Primeiro de tudo é preciso deixar claro que sim, é desejável estar consciente dos problemas sociais e a consciência deve ser sempre encorajada.

Entretanto, há pelo menos três pontos pelos quais o veganismo não pode depender apenas de conscientização para beneficiar os animais. Conheça estes pontos assistindo ao vídeo abaixo, e/ou lendo a transcrição a seguir.

Transcrição do vídeo:

1 — Historicamente a mudança ocorre por massa crítica e osmose, e não por consciência individual

Eu já falei sobre isso no meu vídeo sobre as 3 barreiras psicológicas do veganismo, quando mencionei que somos animais gregários e tendemos a reproduzir o comportamento daqueles que estão à nossa volta.

Vamos pensar aqui no processo de abolição da escravatura e do sufrágio feminino, usando racismo e sexismo como análogos do especismo.

Por mais ou menos 3 séculos os negros foram escravizados e tratados como meras propriedades dos brancos, aqui no ocidente. Mais especificamente nos EUA, a escravidão chegou a tal nível que uma guerra civil ocorreu, com a região do norte defendendo a Libertação dos negros, e a região do Sul defendendo a manutenção do regime de escravidão.

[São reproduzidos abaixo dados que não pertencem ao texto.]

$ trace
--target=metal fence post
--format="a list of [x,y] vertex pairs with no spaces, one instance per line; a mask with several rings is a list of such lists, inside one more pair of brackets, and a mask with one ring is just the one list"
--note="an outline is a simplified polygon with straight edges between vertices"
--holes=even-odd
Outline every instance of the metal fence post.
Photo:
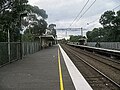
[[10,63],[10,31],[8,29],[8,59]]

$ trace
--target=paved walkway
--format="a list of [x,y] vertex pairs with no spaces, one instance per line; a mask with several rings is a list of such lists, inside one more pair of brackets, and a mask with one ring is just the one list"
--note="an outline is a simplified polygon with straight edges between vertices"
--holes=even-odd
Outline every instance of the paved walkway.
[[[75,90],[61,57],[64,90]],[[60,90],[58,45],[0,68],[0,90]]]

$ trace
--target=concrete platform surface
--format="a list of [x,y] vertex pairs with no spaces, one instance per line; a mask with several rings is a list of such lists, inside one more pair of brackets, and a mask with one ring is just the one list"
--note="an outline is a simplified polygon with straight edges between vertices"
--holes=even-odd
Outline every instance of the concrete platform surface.
[[[75,90],[60,54],[64,90]],[[0,68],[0,90],[61,90],[58,45]]]

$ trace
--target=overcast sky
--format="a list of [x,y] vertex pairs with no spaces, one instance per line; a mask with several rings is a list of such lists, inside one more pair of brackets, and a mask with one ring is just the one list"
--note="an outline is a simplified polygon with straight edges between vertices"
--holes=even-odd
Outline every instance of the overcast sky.
[[[68,28],[86,2],[87,0],[29,0],[31,5],[36,5],[39,8],[46,10],[48,14],[48,24],[55,23],[57,28]],[[84,11],[92,2],[94,2],[94,0],[89,0]],[[95,4],[88,12],[71,27],[83,27],[87,28],[87,30],[99,27],[100,24],[98,23],[98,18],[100,18],[101,14],[106,10],[112,10],[118,5],[120,5],[120,0],[96,0]],[[116,10],[119,9],[120,7]],[[93,23],[87,25],[89,22]]]

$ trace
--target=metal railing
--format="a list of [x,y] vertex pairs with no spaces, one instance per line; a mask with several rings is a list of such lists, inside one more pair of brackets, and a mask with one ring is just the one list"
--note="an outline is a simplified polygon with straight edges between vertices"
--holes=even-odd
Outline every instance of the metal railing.
[[[8,45],[10,45],[10,50]],[[10,44],[8,42],[0,42],[0,66],[19,60],[21,57],[38,51],[40,51],[39,42],[22,42],[22,47],[20,46],[20,42],[10,42]]]

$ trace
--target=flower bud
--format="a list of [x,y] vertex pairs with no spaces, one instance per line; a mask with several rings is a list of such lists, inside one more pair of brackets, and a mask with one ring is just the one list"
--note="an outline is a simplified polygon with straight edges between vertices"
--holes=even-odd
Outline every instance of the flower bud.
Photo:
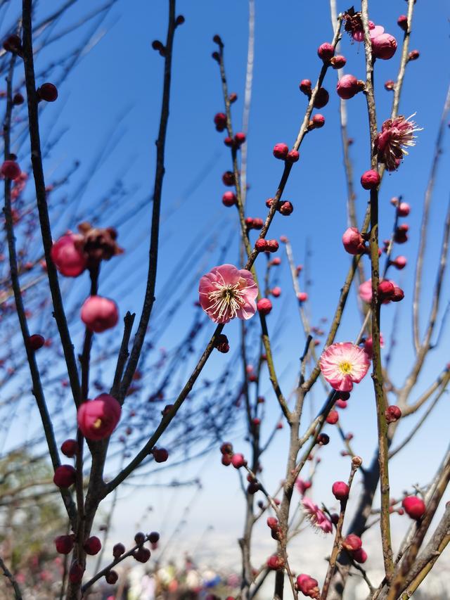
[[261,298],[257,302],[257,308],[262,314],[269,314],[272,309],[272,303],[269,298]]
[[339,414],[338,411],[330,410],[327,415],[326,421],[328,425],[335,425],[339,421]]
[[342,236],[342,243],[349,254],[361,254],[366,250],[364,240],[356,227],[349,227]]
[[367,560],[367,552],[362,548],[355,550],[354,552],[352,553],[352,556],[353,557],[353,560],[360,564],[363,564]]
[[359,82],[354,75],[343,75],[338,82],[336,91],[338,96],[342,100],[349,100],[356,96],[364,87],[364,84]]
[[392,404],[385,411],[385,416],[387,423],[395,423],[401,416],[401,411],[398,407]]
[[36,90],[38,100],[45,100],[46,102],[54,102],[58,98],[58,89],[52,83],[43,83]]
[[335,55],[335,49],[332,44],[328,42],[321,44],[317,49],[317,55],[324,63],[328,63]]
[[285,143],[276,143],[274,146],[274,156],[284,160],[288,156],[289,148]]
[[238,199],[236,194],[232,191],[226,191],[222,196],[222,203],[225,206],[234,206],[238,203]]
[[75,483],[75,469],[70,464],[62,464],[56,467],[53,475],[53,483],[58,487],[70,487]]
[[331,491],[337,500],[347,500],[350,493],[350,488],[345,481],[335,481]]
[[0,174],[6,179],[16,179],[21,172],[20,167],[15,160],[5,160],[0,169]]
[[299,85],[300,91],[302,91],[306,96],[311,96],[311,87],[312,84],[310,79],[302,79]]
[[392,58],[397,50],[397,40],[389,33],[382,33],[372,40],[372,54],[375,58],[387,60]]
[[406,262],[407,260],[405,256],[397,256],[397,257],[394,259],[394,260],[391,260],[391,264],[393,267],[395,267],[396,269],[398,269],[399,271],[405,268]]
[[401,202],[397,208],[399,217],[407,217],[411,212],[411,207],[407,202]]
[[342,542],[342,548],[348,550],[349,552],[354,552],[362,547],[362,542],[361,537],[355,535],[354,533],[350,533]]
[[66,440],[61,444],[61,452],[69,459],[72,459],[78,452],[78,442],[76,440]]
[[88,537],[86,542],[83,544],[83,548],[84,549],[86,554],[94,556],[100,552],[101,549],[101,542],[96,535],[92,535],[91,537]]
[[109,298],[89,296],[82,307],[81,319],[90,331],[101,333],[117,324],[117,305]]
[[365,190],[373,190],[380,185],[381,179],[378,171],[371,169],[361,176],[361,185]]
[[320,129],[320,128],[323,127],[325,125],[325,117],[323,115],[321,115],[319,113],[317,113],[311,120],[311,122],[312,123],[314,129]]
[[231,464],[235,468],[240,468],[247,464],[247,461],[244,458],[243,454],[233,454]]
[[416,520],[421,518],[426,510],[425,502],[417,496],[406,496],[401,501],[401,506],[409,516]]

O detalhe é que, embora os Estados do Norte tivessem um discurso pró conscientização sobre a imoralidade da escravidão, tanto o norte quanto o Sul estavam defendendo modelos econômicos próprios, que ao ver de cada lado seria mais sustentável ou rentável. Não é à toa que, mesmo após a Libertação dos negros americanos, mesmo em Estados do Norte os negros continuaram sofrendo pelo ostracismo social e posteriormente as políticas de apartheid.

Coisa parecida ocorreu com o sufrágio feminino. Embora as mulheres estivessem defendendo uma conscientização da sociedade sobre seus direitos, mesmo atingindo seus objetivos elas continuaram sofrendo com o sexismo velado, com homens e mesmo mulheres as discriminando ainda que, agora, elas tivessem o direito ao voto.

Meu ponto aqui é simples: a sociedade pode mudar a despeito de toda a sociedade estar consciente dos problemas sociais.

Muitos fazendeiros e políticos brancos não deixaram de ser racistas e sexistas, mas os negros e as mulheres tiveram conquistas realmente importantes mesmo sem uma conscientização social plena.

E essas são lições históricas que podemos aplicar ao veganismo: os animais podem sim ter conquistas realmente importantes mesmo sem que as pessoas estejam conscientes da importância dessas conquistas.

Ou seja, é perfeitamente possívelms reproduzir hábitos veganos sem que você sequer entenda o que é veganismo. E se é mais fácil e mais rápido salvar os animais sem plena conscientização humana, então podemos tomar isso como um atalho para conquistas importantes aos Direitos dos animais.

2 — Tanto faz se você é consciente ou não da causa animal, o que importa é se você fere ou não animais.

Esse é o ponto mais importante que eu tenho a fazer neste vídeo.

Existem três formas bastante conhecidas de decidir se uma ação foi certa ou errada: intenções, consequências e virtudes.

Se o certo depender de que as intenções da pessoa tenham sido boas intenções, então tanto faz se os animais foram ou não salvos no final, o que importa é se, ao agir, a pessoa “desejava” fazer o bem.

Da mesma forma, se o certo depender das virtudes que a pessoa carrega, então tanto faz se animais foram salvos ao final do dia, o que importa é se a pessoa tem um caráter exemplar, é uma pessoa digna com algum histórico virtuoso e por aí vai.

Agora, se o certo depende das consequências, então a vida dos animais importa, já que salvar ou poupar vida de animais é sempre um resultado de nossas ações, e não algo anterior a elas.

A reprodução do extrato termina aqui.